23 Aug 2004 | Cpl. Shawn C. Rhodes

On one of the deadliest roads here in Iraq, Camp Lejeune snipers made sure one group of insurgents wouldn't be planting any more bombs.

Improvised explosive devices - roadside bombs - are placed every night along Alternate Supply Route Jackson to hit coalition forces when they pass through, earning it the name 'IED Alley.' The sharpshooters of 2nd Battalion, 2nd Marine Regiment crept into position Aug. 23 to stop to the attacks.

"When I saw two Iraqis get out of the van and begin to feed a spool of wire into an abandoned van, I thought 'this is too good to be true,'" said Navy Petty Officer 3rd Class Jeff L. Pursley, a corpsman assigned to the battalion's sniper teams.  "We made them all sorry they ever thought of trying to set an IED on the road."

Improvised explosive devices are the number one threat on the road for military convoys.  Easy to create and employ, they are the insurgent's choice for harming troops.

"Jackson was the alternate supply route until Tampa was closed.  Now all convoys travel through it to get where they're going," said Sgt.

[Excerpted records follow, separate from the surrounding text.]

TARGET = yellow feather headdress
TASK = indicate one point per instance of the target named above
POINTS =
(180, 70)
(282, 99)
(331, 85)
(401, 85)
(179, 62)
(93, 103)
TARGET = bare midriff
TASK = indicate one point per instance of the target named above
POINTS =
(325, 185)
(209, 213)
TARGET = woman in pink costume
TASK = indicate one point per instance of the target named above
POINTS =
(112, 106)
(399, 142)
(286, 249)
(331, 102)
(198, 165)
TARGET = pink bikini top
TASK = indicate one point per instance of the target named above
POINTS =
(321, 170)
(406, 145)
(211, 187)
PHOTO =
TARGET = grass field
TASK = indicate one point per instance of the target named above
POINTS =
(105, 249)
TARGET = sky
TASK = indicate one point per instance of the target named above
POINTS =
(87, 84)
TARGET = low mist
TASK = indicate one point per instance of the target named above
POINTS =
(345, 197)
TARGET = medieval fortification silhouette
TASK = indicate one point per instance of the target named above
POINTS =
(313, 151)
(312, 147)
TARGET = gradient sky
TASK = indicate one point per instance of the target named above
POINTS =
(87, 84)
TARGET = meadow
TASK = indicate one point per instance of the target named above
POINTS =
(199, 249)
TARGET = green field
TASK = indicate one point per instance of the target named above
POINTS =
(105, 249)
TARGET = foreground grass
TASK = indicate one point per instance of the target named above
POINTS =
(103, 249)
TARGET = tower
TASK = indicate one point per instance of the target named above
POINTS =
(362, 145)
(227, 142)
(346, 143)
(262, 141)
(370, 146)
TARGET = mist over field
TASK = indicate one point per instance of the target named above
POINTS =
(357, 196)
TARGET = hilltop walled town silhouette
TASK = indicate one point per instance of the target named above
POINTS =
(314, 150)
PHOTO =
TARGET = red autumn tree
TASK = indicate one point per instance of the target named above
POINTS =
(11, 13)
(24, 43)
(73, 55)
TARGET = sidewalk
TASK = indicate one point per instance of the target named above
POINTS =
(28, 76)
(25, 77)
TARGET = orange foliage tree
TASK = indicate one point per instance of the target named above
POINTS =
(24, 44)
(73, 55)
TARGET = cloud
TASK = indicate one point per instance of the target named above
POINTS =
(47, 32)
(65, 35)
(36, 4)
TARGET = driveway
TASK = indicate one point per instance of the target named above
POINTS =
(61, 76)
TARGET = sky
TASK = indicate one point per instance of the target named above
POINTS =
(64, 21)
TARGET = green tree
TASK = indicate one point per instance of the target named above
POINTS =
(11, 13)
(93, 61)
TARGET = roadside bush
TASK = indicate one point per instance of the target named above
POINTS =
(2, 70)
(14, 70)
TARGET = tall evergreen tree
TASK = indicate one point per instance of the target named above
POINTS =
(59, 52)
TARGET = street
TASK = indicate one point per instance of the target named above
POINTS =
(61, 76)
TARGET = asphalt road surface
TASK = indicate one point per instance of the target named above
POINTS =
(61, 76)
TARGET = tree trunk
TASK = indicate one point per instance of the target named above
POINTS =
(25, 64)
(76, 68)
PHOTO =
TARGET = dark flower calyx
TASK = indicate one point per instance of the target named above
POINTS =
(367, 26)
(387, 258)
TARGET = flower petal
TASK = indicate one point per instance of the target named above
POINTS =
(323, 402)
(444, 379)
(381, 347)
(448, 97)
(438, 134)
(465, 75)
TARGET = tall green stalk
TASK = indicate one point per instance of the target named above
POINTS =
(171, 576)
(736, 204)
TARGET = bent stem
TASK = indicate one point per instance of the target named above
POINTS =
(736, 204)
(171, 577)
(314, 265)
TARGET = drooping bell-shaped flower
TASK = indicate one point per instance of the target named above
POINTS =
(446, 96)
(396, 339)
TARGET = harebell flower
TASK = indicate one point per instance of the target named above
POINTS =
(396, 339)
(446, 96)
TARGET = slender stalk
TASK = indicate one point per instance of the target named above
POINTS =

Devon E. Ambrose, 26, the intelligence chief for the battalion, from Belltsville, Md.  "Insurgents know we use the road on an everyday basis and that an IED will affect our convoys in a negative way."

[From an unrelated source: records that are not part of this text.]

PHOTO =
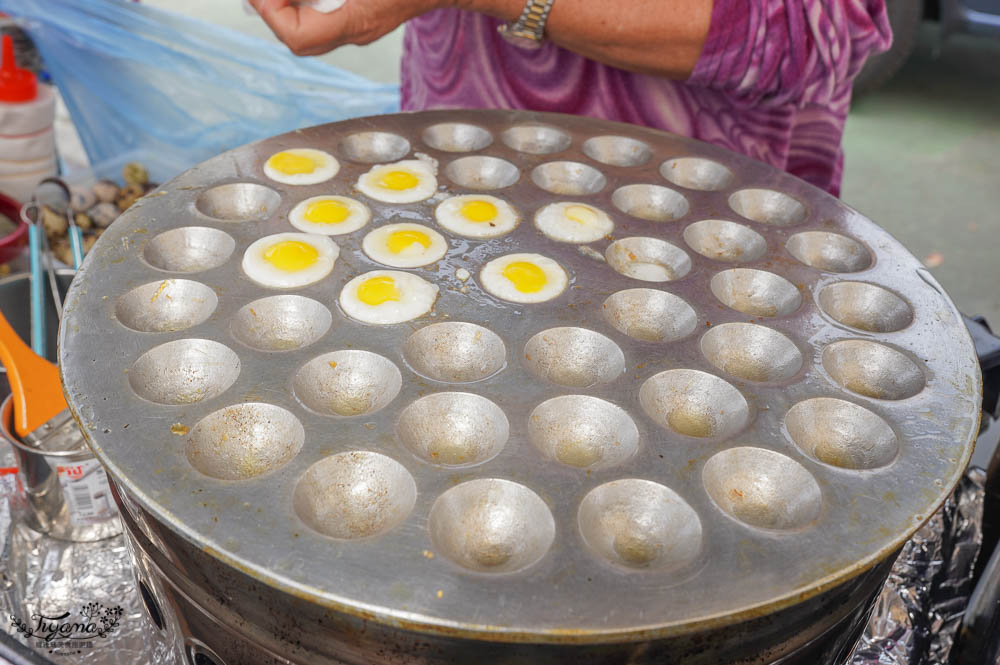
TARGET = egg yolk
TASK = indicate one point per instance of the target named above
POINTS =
(398, 180)
(582, 215)
(291, 164)
(526, 277)
(401, 240)
(378, 290)
(327, 212)
(291, 255)
(479, 211)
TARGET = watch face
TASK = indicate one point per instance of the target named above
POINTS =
(520, 38)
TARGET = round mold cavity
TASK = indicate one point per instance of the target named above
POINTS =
(872, 369)
(755, 292)
(574, 357)
(455, 352)
(568, 178)
(356, 494)
(751, 352)
(238, 202)
(865, 307)
(694, 403)
(166, 305)
(457, 137)
(768, 207)
(347, 383)
(640, 524)
(762, 488)
(244, 441)
(841, 433)
(184, 371)
(583, 431)
(536, 139)
(281, 323)
(482, 172)
(491, 526)
(725, 241)
(829, 251)
(617, 150)
(189, 249)
(650, 315)
(650, 202)
(374, 147)
(453, 429)
(648, 259)
(696, 173)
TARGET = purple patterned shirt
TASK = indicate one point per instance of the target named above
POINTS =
(773, 80)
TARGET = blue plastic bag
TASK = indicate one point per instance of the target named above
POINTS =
(139, 78)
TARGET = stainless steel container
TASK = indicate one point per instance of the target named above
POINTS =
(706, 449)
(64, 487)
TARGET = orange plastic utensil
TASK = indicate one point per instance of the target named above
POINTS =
(34, 382)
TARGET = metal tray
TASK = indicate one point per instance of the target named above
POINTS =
(741, 497)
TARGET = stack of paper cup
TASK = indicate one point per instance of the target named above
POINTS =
(27, 141)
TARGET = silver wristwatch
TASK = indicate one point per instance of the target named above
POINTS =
(528, 31)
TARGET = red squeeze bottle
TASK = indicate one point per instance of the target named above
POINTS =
(16, 85)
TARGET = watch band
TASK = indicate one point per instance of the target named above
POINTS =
(530, 26)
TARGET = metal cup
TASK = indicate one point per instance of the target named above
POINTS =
(66, 491)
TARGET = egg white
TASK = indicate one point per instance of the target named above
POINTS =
(555, 223)
(327, 166)
(376, 246)
(259, 270)
(449, 216)
(358, 215)
(423, 170)
(493, 281)
(417, 297)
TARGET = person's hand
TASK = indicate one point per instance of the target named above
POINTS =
(308, 32)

The snipers were out to change that.

The night began as usual for the two sniper teams involved.  They hid along the road and waited until they spotted something suspicious.

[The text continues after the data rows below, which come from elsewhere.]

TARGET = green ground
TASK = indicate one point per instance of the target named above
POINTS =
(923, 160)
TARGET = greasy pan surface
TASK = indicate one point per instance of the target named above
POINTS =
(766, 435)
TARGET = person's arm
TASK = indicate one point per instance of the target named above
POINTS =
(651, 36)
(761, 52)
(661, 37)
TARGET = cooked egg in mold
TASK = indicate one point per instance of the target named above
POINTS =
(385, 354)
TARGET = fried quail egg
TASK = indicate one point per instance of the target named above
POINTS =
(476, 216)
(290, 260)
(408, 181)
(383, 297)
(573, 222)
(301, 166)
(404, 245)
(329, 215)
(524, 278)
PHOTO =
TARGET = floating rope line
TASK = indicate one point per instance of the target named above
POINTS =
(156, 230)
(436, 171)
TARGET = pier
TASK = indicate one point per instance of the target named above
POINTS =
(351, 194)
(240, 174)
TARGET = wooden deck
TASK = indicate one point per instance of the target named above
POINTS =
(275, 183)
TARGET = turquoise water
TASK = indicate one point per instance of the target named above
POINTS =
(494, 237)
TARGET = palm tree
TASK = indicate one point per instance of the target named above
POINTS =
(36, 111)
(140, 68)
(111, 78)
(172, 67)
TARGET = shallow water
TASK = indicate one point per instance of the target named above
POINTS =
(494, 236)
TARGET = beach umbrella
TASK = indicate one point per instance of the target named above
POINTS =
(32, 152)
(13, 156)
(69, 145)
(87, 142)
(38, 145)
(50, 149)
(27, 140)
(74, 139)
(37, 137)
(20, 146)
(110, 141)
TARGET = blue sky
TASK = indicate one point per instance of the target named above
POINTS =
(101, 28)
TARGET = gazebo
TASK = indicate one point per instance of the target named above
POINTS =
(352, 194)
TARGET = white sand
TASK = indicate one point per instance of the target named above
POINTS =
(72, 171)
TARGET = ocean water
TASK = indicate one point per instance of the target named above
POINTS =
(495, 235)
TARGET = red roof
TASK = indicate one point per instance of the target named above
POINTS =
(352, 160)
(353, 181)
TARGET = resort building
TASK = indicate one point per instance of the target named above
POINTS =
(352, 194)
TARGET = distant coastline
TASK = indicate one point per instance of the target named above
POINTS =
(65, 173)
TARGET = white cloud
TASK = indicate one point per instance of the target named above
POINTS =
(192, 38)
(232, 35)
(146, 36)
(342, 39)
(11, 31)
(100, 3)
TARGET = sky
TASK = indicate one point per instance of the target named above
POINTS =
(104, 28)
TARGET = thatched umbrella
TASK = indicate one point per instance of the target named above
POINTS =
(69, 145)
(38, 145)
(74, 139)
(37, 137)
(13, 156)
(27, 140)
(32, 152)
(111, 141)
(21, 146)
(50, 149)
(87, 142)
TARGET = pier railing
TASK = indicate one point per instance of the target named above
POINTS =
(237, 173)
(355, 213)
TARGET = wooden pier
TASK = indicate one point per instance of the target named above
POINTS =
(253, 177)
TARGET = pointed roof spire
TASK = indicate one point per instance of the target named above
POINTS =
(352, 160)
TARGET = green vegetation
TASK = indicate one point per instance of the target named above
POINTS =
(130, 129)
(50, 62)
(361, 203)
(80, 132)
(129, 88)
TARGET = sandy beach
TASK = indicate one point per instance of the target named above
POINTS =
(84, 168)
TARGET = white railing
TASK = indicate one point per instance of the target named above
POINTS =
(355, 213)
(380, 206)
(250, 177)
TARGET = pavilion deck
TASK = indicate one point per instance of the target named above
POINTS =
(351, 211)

"We saw a tractor driving down the road with its headlights off ... and then a van that flashed its lights at the tractor," said Pursley, 27, from Fort Oglethorpe, Ga.  "That alerted us and when the van pulled over next to the vehicle parked on the side of the road we knew something was up."

The two sniper teams confirmed what they were seeing with each other over the radio and then acted.  The teams quickly and silently moved in for the kill.

"We were about 75 yards away from their position.  I told each man in my team to pick a target," said Sgt. Joshua M. Clark, a 27-year-old sniper team leader with the battalion.  "It all happened pretty quickly after that."

The Marines relied on their M-16s instead of the M-60 sniper rifles for the close-quarters combat.  The explosions began with a grenade and rifle fire followed as they swept into the insurgents' position.

"We fired a few grenades at them and the vehicle they were prepping.  Then we set up a cordon so we could catch any stragglers," Pursley said.  "We found one guy hiding in the bushes next to the scene.  We detained him and brought him back to the base for questioning."

No bodies were found around the site, although the remains of a bloody firefight were still present when the fire stopped.

"We know we got hits out there, though," said Clark, of Murphy, N.C.  "They didn't have time to fire back. It was pretty much one-sided."

The battle for the stretch of highway is an ongoing one for the sniper teams and rifle companies here.

"After what happened, they know if they go out there to cause trouble they'll be taking a chance with their lives," Pursley said.

Clark echoed Pursley's statement with one of his own.

"Word will get out about what happened," Clark said.  "We'll be out there again tonight waiting for the next ones to try something like that."

"If (the insurgents) can only remember one thing after what happened, it'll be this: we're always watching," Pursley added.